Diana tenía 18 años y había viajado desde Madrid para pasar unos días en Puebla del Caramiñal. Durante la madrugada del 22 de agosto de 2016, luego de asistir a las fiestas patronales de O Carme dos Pincheiros, la joven emprendió el regreso a pie hacia la casa donde se hospedaba y, a las 2:43 AM, su teléfono móvil registró la última actividad. Después de eso, el silencio fue absoluto y despertó una preocupación total.

Una investigación extensa, sin respuestas inmediatas
Durante meses, la búsqueda fue intensa. Uno de los pocos hallazgos concretos fue su teléfono, encontrado en el mar cerca del puerto de Taragoña, lo que reforzó la hipótesis de que la joven (hija de una mujer argentina) había sido interceptada y obligada a subir a un vehículo. Sin pruebas directas y pese a decenas de testimonios recolectados, la causa quedó archivada de manera provisional en abril de 2017.
El caso dio un vuelco inesperado en diciembre de ese mismo año. El intento de secuestro de otra mujer en la localidad de Boiro permitió a los investigadores volver sobre una figura que ya había sido observada: José Enrique Abuín Gey, conocido como “El Chicle”. La denuncia, sumada a la caída de la coartada que había sostenido su esposa, fue determinante para su detención.

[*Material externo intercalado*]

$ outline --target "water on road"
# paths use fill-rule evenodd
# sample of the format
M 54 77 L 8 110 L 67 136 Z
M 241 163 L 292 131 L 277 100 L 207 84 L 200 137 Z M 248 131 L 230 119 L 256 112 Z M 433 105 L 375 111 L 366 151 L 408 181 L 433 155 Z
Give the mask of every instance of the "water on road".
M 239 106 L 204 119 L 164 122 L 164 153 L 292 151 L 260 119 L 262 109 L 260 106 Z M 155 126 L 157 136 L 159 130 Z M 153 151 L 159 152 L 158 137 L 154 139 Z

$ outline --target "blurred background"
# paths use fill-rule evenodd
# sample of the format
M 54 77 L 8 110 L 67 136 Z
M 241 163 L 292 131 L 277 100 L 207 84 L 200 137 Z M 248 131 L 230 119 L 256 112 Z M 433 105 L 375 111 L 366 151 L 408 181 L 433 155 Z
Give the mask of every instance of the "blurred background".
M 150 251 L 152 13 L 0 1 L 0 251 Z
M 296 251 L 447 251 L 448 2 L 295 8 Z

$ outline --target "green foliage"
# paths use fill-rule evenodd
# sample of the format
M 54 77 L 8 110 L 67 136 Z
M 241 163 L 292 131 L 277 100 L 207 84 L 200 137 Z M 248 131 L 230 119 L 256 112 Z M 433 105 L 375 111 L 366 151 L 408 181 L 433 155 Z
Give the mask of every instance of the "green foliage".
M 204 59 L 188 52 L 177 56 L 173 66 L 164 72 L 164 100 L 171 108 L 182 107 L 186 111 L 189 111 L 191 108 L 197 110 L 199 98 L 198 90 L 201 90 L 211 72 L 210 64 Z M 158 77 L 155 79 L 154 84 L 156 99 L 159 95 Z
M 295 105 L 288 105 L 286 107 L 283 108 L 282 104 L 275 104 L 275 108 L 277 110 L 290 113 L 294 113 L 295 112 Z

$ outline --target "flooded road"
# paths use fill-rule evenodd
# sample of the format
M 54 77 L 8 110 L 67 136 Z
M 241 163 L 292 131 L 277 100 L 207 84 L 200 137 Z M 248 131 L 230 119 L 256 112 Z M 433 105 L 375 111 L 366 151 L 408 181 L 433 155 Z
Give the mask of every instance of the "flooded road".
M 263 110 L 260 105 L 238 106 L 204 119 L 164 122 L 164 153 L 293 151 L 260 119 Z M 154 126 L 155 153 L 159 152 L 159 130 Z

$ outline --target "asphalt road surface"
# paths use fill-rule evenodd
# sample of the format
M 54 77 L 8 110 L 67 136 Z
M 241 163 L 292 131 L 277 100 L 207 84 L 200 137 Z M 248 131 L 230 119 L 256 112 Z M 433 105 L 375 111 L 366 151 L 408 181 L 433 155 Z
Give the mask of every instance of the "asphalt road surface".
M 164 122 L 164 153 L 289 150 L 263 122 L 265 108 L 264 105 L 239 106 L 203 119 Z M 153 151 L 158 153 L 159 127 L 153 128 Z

El cierre del caso que conmocionó a toda España
Acorralado por las pruebas, Abuín terminó confesando el crimen y guió a la Policía hasta una nave abandonada en Rianxo, donde ocultó el cuerpo de Diana en un pozo. La autopsia confirmó que fue estrangulada y reveló signos de agresión sexual, desmontando por completo la versión de un accidente que el acusado intentó instalar previamente.

En diciembre de 2019, la Justicia puso punto final al caso con una condena a prisión permanente revisable. Para la familia de Diana, la sentencia no reparó la pérdida, pero sí cerró un largo período de incertidumbre que mantuvo a toda España esperando una verdad que tardó casi 500 días en salir a la luz.